Is journalism in the text/video/audio business, or is it in the knowledge business? This class we’ll look at this question in detail, which gets us deep into the issue of how knowledge is represented in a computer. The traditional relational database model is often inappropriate for journalistic work, so we’re going to concentrate on so-called “linked data” representations. Such representations are widely used and increasingly popular. For example Google recently released the Knowledge Graph. But generating this kind of data from unstructured text is still very tricky, as we’ll see when we look at th Reverb algorithm.
Topics: Structured and unstructured data. Article metadata and schema.org. Linked open data and RDF. Entity extraction. Propositional representation of knowledge. Extracting structured data from unstructured text. The Reverb algorithm. DeepQA. Automatic story writing from data.
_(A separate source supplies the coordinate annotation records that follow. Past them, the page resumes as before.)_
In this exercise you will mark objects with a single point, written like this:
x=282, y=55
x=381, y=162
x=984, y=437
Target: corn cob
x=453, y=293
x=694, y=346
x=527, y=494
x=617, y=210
- A fundamental way newspaper websites need to change, Adrian Holovaty
- The next web of open, linked data – Tim Berners-Lee TED talk
- Identifying Relations for Open Information Extraction, Fader, Soderland, and Etzioni (Reverb algorithm)
- Standards-based journalism in a semantic economy, Xark
- What the semantic web can represent – Tim Berners-Lee
- Building Watson: an overview of the DeepQA project
- Can an algorithm write a better story than a reporter? Wired/ 2012.
Assignment: Entity extraction. Text enrichment experiments using OpenCalais.